Our annual holiday celebration was a few days later than normal this year.  Normally, we celebrate during the week following Christmas, but this year it was the week following New Year's Day.
   I was looking forward to seeing my brother this year.  He's had an eventful year, but as far as I can remember we actually haven't talked to each other since last January, a few days after his last visit.  He hasn't even been on Facebook much, so what I do know about his year has been through the parents.  In visits past, we've been able to steal away for some time together, just the two of us, but this year (and last year, too) our available time has been minimal.  This visit was essentially only three days long, and he had brought his job with him, and other family members had agendas that kept me busy as well.
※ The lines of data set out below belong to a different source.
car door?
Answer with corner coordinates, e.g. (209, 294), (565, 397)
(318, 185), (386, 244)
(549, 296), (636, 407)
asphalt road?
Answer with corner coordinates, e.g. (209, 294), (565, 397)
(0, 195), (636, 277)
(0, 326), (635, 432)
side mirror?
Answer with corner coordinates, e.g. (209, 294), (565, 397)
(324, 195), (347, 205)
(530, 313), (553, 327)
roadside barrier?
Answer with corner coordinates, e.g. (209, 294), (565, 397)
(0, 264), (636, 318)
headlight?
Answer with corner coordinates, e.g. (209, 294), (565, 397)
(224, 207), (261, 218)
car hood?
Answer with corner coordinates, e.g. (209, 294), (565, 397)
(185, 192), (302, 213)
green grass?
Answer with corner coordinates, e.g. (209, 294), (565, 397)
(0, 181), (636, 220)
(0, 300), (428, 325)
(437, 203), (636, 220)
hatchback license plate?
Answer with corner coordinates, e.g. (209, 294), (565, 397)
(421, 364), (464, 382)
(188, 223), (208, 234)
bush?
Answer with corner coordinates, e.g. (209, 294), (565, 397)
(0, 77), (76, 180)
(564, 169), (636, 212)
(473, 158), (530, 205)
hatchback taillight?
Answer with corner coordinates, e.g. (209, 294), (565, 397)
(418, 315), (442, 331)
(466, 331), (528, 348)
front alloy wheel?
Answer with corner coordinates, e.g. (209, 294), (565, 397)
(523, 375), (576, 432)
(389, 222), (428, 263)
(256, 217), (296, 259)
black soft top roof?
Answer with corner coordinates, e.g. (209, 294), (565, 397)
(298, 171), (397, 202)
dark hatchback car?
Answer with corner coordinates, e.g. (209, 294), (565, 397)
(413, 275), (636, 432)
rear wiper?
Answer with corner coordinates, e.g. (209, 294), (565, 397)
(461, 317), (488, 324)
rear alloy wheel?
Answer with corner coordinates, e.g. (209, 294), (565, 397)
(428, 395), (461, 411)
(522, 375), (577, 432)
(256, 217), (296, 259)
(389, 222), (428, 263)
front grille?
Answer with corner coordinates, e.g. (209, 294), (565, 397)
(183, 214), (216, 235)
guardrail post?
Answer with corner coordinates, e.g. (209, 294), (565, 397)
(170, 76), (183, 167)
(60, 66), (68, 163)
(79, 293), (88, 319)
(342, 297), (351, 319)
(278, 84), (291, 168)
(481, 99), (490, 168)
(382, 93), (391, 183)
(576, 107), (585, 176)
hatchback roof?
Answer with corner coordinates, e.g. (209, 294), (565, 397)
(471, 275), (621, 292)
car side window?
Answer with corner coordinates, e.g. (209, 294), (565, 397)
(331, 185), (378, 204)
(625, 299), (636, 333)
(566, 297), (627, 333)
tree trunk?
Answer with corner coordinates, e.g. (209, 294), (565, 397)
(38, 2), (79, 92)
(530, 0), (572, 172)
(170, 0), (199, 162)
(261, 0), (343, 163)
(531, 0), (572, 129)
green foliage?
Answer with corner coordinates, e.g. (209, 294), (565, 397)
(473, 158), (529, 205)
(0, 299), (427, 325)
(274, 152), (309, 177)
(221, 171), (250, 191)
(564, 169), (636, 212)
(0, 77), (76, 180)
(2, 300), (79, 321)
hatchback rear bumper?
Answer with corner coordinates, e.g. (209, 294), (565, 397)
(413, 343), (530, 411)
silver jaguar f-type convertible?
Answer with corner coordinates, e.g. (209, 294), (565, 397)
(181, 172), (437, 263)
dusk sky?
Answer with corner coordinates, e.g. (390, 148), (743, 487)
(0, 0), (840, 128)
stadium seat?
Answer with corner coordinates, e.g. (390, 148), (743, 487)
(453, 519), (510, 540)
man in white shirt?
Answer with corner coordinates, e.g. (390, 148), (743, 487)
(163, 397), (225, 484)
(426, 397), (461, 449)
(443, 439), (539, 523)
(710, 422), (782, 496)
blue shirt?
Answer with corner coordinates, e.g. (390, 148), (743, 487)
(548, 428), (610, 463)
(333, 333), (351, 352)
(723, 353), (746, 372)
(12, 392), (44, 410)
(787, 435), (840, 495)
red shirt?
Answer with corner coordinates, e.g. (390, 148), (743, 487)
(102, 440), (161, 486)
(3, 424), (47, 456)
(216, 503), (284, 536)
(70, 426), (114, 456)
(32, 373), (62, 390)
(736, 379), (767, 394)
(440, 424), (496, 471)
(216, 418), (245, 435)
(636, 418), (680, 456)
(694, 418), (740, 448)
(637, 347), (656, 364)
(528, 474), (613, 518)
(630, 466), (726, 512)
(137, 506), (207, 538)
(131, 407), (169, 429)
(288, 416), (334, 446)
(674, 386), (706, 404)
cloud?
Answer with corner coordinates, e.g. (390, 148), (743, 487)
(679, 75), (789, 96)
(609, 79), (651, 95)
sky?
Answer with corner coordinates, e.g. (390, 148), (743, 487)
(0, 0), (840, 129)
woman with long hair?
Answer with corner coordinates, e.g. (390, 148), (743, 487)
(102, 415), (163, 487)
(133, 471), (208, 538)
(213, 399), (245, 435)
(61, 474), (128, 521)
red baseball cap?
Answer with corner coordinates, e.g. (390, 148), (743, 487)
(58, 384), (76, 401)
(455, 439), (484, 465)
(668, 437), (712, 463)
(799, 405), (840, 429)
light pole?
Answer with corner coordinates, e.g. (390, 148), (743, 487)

   My Dad was the one having the worst time.  He felt like he was just hemorrhaging money, and things kept going wrong for him.  We went out to dinner at Outback, only the third time since they opened in the late 80s, and it was our third bad experience.  My Dad got a steak that was so gristly that he couldn't cut through it, and the one they replaced it with was cooked rare (he likes his well done), and then he lost his credit card.  He thinks he left it in the waiter's ticket book, but he called the restaurant the next day and they said they didn't have it. 
   Thursday the 3rd we opened presents, and after a couple years of saying he didn't need or want anything, my Dad got what he asked for.  He was disappointed.  Turns out that that wasn't what he wanted at all.  (I actually hadn't finished shopping yet, so he got my present later.) Then a hot water tank quit working at one of the rent houses, which kept him away part of the time.  He's had funner years.
    Though I didn't get to spend time with Scott, I did spend a lot of time with his daughter.  Now that she's outgrown the hormonal grumpiness of early adolescence, she's really a lot of fun.  She and her cousins insisted that I drive them to the mall, first to finish their Christmas shopping, and then to spend the money they found under the tree.  I spent a bit of time talking to her, and I feel like I got to make friends with her all over again.  Honestly, I think that that was the best part of my Christmas.